FDA Approves Gazyva™ (Obinutuzumab) for People With Previously Untreated Chronic Lymphocytic Leukemia (CLL)
- Gazyva Demonstrated an 84 Percent Reduction in the Risk of Disease Worsening or Death When Combined with Chemotherapy Compared to Chemotherapy Alone
- Gazyva is the First Medicine Approved with the FDA’s Breakthrough Therapy Designation
South San Francisco, Calif. — November 1, 2013 —
Genentech, a member of the Roche Group (SIX: RO, ROG; OTCQX: RHHBY), today announced that the U.S. Food and Drug Administration (FDA) approved Gazyva™ (obinutuzumab), also known as GA101, in combination with chlorambucil chemotherapy for the treatment of people with previously untreated chronic lymphocytic leukemia (CLL). Gazyva (pronounced gah ZY vuh) is the first medicine approved with the FDA’s Breakthrough Therapy Designation and the fifth cancer medicine from Genentech approved by the FDA in the past three years.
“Gazyva is an important new medicine for people with newly diagnosed chronic lymphocytic leukemia as it more than doubled the time people lived without their disease worsening compared to chlorambucil alone,” said Hal Barron, M.D., chief medical officer and head of Global Product Development. “We have spent 20 years researching blood cancer medicines, and we will continue to study Gazyva to assess its efficacy in other types of blood cancers.”
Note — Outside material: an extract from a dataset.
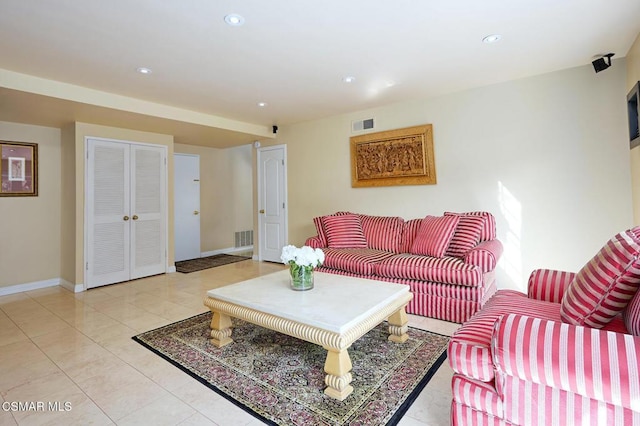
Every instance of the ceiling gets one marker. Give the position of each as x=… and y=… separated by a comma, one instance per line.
x=76, y=60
The FDA granted Gazyva Breakthrough Therapy Designation due to the significance of the positive progression-free survival (PFS) results from the Phase III CLL11 trial and the serious and life-threatening nature of CLL.
Today’s FDA approval is based on the outcomes of the CLL11 trial. The trial showed that people who received Gazyva in combination with chlorambucil chemotherapy had significantly reduced risk of disease progression or death (HR=0.16; p<0.0001) and lived significantly longer without their disease getting worse compared to those who received chlorambucil alone (median PFS 23.0 months vs. 11.1 months). The most common Grade 3/4 adverse events for those who received Gazyva in combination with chlorambucil compared to chlorambucil alone were infusion-related reactions during the first infusion (21 percent vs. 0 percent [chlorambucil is an oral medicine]), low platelet count (thrombocytopenia, 11 percent vs. 3 percent) and low count of certain types of white blood cells (neutropenia, 34 percent vs. 16 percent), though this did not result in an increased rate of infections in the Gazyva arm.
Final data from the CLL11 trial investigating the direct comparison between Gazyva in combination with chlorambucil and Rituxan® (rituximab) in combination with chlorambucil (Stage 2) will be presented at the American Society of Hematology’s (ASH) 55th Annual Meeting in December 2013.
Gazyva will be available to people in the United States within approximately two weeks. For those who qualify, Genentech plans to offer patient assistance programs for people taking Gazyva through Genentech Access Solutions. Doctors can contact Genentech Access Solutions at (888) 249-4918. More information is also available at http://www.Genentech-Access.com.
Marketing applications have also been submitted to other regulatory authorities, including the European Medicines Agency (EMA).